The AI and Data Problem in R&D
And how it can be explained with a parable of three farmers…
Quin Wills | | 6 min read | Future
Most of us in drug research look forward to a time where life-changing medicines don’t take 12–15 years or cost $2.5 billion (on average) to reach patients in need (1, 2). I’ve spent almost two decades in liver disease research, so I’m painfully aware of the fact that chronic diseases are responsible for over 41 million global fatalities annually and contribute to an annual healthcare expenditure of $3.79 trillion in the US alone (3, 4).
A question dominating conversations around the future of drug development is whether artificial intelligence (AI) will prove itself to be a catalyst for better, cheaper, and faster R&D. Or will it remain in “hype and hot air” territory (5,6)? In a June 2023 report, authored by BCG and Wellcome, 84 percent of AI users and 70 percent of non-users believed that AI will exert a “significant impact” on drug discovery in the coming half-decade (7).
The optimist in me agrees with this statement, albeit with a cautionary note that AI's near-term success hinges as much on data advances as it does algorithms. AI needs to be fuelled by good data, just as humans function best when fuelled with nutrient-rich food. And whilst large language model chatbots might have cheap data (the internet) in abundance, good biological data rarely comes cheaply or easily.
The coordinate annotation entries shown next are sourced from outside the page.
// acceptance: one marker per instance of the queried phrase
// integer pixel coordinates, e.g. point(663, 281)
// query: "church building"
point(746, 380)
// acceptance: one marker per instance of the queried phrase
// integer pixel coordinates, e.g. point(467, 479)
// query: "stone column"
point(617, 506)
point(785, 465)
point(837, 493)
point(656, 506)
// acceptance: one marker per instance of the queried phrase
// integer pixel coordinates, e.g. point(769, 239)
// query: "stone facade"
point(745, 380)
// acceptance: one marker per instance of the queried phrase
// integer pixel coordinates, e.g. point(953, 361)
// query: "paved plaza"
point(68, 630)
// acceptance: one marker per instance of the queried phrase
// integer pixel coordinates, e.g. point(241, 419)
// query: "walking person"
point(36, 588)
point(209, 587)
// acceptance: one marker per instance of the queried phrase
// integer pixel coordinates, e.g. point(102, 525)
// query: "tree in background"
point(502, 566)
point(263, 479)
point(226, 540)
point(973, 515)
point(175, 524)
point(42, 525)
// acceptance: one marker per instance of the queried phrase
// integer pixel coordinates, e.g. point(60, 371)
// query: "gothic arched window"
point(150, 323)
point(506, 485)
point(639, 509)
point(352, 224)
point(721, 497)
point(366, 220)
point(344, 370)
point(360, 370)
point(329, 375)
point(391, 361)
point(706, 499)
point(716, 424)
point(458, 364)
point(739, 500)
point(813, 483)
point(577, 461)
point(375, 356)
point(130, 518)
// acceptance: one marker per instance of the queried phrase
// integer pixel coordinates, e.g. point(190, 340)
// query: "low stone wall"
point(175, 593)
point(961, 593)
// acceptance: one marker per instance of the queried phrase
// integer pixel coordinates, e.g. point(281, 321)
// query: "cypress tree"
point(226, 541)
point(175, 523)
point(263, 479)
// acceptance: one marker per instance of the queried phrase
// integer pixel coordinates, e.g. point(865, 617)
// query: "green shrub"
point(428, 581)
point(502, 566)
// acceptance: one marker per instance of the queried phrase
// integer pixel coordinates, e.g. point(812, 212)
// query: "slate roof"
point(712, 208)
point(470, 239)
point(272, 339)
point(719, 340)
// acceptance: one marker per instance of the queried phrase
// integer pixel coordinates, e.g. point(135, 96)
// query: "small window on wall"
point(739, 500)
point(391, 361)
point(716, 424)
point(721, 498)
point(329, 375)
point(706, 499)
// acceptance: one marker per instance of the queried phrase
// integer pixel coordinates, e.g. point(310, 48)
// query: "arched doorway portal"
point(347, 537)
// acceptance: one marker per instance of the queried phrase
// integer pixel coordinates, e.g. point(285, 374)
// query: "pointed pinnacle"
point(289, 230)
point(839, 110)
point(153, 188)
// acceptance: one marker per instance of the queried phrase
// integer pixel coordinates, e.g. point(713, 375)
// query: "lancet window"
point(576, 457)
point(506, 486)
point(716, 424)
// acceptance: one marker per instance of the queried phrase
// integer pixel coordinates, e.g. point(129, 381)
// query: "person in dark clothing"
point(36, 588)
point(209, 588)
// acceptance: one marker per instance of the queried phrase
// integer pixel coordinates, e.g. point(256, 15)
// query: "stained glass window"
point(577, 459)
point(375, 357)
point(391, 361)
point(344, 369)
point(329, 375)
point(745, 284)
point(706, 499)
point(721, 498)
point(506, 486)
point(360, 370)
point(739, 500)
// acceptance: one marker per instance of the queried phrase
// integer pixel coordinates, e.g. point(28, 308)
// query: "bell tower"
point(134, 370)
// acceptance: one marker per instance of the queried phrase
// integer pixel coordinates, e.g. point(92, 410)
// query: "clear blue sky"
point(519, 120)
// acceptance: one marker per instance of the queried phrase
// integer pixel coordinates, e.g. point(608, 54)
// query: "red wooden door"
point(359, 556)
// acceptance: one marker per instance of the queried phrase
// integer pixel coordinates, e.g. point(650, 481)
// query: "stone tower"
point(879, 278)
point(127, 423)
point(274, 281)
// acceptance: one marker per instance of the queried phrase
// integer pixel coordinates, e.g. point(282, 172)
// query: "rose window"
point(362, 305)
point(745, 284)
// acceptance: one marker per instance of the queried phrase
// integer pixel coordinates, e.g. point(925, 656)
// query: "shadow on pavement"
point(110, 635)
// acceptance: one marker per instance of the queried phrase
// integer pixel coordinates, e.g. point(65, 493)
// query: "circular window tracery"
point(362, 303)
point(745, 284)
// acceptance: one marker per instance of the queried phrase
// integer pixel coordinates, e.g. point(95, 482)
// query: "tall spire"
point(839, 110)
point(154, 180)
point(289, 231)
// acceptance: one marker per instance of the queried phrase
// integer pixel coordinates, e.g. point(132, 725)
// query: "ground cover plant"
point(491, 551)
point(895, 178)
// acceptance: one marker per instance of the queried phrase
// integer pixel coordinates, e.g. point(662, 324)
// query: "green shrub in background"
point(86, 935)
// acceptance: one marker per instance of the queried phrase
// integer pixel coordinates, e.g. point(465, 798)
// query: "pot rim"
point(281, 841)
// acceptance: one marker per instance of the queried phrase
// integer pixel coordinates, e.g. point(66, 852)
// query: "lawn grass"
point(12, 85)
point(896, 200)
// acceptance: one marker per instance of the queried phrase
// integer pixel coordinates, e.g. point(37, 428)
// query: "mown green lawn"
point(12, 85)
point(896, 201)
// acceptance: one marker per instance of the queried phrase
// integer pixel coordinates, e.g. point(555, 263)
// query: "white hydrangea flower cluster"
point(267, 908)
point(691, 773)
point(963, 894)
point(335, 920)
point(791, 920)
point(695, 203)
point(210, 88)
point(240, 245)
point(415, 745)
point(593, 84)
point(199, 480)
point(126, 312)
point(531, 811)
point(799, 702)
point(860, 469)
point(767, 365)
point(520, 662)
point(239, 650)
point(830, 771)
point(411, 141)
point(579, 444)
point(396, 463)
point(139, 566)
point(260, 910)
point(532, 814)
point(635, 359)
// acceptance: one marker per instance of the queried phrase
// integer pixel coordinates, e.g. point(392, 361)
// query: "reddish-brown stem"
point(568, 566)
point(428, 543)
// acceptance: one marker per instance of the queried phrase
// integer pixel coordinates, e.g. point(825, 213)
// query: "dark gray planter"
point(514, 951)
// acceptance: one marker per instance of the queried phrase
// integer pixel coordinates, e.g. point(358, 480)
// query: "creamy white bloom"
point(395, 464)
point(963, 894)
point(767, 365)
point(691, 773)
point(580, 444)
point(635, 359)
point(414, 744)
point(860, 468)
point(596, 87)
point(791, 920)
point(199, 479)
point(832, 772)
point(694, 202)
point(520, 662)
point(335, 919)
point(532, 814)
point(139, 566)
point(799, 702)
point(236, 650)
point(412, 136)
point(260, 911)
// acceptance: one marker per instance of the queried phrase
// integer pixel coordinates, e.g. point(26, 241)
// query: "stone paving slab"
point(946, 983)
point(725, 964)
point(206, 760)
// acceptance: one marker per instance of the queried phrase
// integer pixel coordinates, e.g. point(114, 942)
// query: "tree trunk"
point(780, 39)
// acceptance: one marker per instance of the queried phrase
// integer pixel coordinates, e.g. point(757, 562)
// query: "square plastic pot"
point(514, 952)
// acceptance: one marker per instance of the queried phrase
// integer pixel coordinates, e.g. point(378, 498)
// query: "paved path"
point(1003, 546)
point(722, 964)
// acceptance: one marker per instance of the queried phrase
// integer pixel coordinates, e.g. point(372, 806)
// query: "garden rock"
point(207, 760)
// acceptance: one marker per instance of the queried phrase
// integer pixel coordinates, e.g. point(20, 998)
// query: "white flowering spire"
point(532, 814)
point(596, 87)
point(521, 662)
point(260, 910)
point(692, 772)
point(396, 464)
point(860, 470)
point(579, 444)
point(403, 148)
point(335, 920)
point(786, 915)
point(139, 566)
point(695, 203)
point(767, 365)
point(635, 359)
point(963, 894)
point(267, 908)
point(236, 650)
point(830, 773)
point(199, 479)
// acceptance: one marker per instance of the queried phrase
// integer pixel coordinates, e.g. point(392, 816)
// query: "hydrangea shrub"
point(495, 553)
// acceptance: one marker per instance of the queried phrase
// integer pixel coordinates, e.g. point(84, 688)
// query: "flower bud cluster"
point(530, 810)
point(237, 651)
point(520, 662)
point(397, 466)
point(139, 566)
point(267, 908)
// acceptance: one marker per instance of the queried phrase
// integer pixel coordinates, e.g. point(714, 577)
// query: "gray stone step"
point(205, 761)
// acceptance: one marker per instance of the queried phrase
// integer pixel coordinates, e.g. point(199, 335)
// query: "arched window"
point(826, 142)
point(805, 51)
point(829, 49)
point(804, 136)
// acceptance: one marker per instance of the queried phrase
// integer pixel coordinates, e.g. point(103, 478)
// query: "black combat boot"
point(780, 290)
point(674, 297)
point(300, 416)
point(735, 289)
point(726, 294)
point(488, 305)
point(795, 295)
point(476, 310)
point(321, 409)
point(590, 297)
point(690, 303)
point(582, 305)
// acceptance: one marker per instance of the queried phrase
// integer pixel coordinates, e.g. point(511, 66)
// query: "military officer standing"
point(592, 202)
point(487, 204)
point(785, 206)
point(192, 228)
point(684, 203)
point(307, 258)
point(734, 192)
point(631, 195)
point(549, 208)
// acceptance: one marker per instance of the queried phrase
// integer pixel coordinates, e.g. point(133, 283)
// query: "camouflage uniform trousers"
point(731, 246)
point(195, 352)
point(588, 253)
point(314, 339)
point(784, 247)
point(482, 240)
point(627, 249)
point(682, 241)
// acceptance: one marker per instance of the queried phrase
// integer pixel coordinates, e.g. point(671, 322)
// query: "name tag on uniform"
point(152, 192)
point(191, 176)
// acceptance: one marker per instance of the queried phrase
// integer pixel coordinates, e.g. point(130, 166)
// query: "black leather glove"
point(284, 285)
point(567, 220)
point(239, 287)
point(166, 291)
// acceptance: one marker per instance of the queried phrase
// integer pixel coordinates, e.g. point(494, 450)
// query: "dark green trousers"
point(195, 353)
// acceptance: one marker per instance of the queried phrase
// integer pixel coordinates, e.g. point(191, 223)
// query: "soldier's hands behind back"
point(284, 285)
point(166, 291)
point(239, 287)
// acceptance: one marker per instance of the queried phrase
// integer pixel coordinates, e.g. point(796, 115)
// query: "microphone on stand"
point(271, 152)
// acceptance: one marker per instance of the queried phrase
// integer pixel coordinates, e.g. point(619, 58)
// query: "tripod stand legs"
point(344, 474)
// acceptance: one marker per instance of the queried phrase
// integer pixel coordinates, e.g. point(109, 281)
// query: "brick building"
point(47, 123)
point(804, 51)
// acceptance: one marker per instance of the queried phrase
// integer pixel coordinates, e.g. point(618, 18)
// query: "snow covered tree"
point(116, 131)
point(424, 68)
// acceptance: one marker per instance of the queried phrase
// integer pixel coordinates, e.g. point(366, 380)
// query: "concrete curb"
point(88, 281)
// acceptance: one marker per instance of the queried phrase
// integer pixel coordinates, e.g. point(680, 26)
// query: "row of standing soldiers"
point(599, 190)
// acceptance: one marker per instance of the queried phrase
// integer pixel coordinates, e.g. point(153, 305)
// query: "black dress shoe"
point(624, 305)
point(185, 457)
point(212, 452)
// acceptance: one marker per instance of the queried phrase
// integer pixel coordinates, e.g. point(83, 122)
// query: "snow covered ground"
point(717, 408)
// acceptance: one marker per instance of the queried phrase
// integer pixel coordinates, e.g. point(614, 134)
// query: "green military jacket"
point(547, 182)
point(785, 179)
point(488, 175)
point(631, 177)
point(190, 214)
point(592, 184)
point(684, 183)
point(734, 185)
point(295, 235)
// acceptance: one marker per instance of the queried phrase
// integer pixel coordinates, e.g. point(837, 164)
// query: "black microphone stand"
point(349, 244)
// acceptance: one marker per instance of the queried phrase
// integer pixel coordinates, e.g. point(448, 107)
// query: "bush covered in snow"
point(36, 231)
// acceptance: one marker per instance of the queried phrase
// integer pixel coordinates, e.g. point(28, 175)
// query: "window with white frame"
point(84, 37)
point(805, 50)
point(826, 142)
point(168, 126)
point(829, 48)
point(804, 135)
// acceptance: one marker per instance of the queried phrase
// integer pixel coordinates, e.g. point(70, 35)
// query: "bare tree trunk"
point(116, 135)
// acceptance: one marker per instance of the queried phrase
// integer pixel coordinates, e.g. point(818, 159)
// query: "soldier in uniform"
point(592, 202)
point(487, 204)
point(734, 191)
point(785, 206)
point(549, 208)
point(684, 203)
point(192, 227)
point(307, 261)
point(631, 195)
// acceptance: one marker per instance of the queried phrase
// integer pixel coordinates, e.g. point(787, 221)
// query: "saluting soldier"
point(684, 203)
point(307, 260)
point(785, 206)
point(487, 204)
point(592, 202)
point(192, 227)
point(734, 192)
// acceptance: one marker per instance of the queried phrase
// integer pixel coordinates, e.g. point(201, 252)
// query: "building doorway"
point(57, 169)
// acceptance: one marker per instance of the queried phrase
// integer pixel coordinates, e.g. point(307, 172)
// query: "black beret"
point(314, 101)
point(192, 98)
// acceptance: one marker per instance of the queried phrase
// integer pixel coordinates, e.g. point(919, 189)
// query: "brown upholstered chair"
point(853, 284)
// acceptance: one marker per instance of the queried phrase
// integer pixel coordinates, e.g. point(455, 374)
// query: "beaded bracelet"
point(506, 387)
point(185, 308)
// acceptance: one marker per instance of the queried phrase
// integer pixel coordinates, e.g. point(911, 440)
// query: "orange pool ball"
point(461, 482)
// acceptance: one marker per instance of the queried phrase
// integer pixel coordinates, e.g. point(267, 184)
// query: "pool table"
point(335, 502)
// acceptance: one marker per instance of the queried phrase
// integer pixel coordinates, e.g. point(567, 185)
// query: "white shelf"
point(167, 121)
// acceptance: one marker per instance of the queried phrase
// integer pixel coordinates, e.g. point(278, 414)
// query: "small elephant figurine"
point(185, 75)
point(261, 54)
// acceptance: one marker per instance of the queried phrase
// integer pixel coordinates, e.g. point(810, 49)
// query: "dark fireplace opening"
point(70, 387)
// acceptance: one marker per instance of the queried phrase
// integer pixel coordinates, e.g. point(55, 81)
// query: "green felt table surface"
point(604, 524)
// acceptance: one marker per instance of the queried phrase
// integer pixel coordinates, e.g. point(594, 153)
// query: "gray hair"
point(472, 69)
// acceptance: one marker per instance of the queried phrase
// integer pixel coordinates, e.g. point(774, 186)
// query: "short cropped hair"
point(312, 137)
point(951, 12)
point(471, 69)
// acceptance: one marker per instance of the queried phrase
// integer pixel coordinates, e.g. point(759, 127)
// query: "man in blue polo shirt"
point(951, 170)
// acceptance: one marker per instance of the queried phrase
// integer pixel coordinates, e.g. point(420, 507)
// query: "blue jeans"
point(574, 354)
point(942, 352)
Many people believe we have so much data that the biggest challenge is making sense of it all (8); however, this notion has fueled a recent bias towards investment in algorithms, which, in some cases, is doing more harm than good because it is diverting funds away from data. In biomedicine, we are at the very start of a journey towards generating human data that is both causal and contextual, clearly mapping (gene) targets to cells, tissues, organs, and disease states. We need to double down on investment in three specific areas of data innovation, which I often explain with reference to the following parable of three farmers.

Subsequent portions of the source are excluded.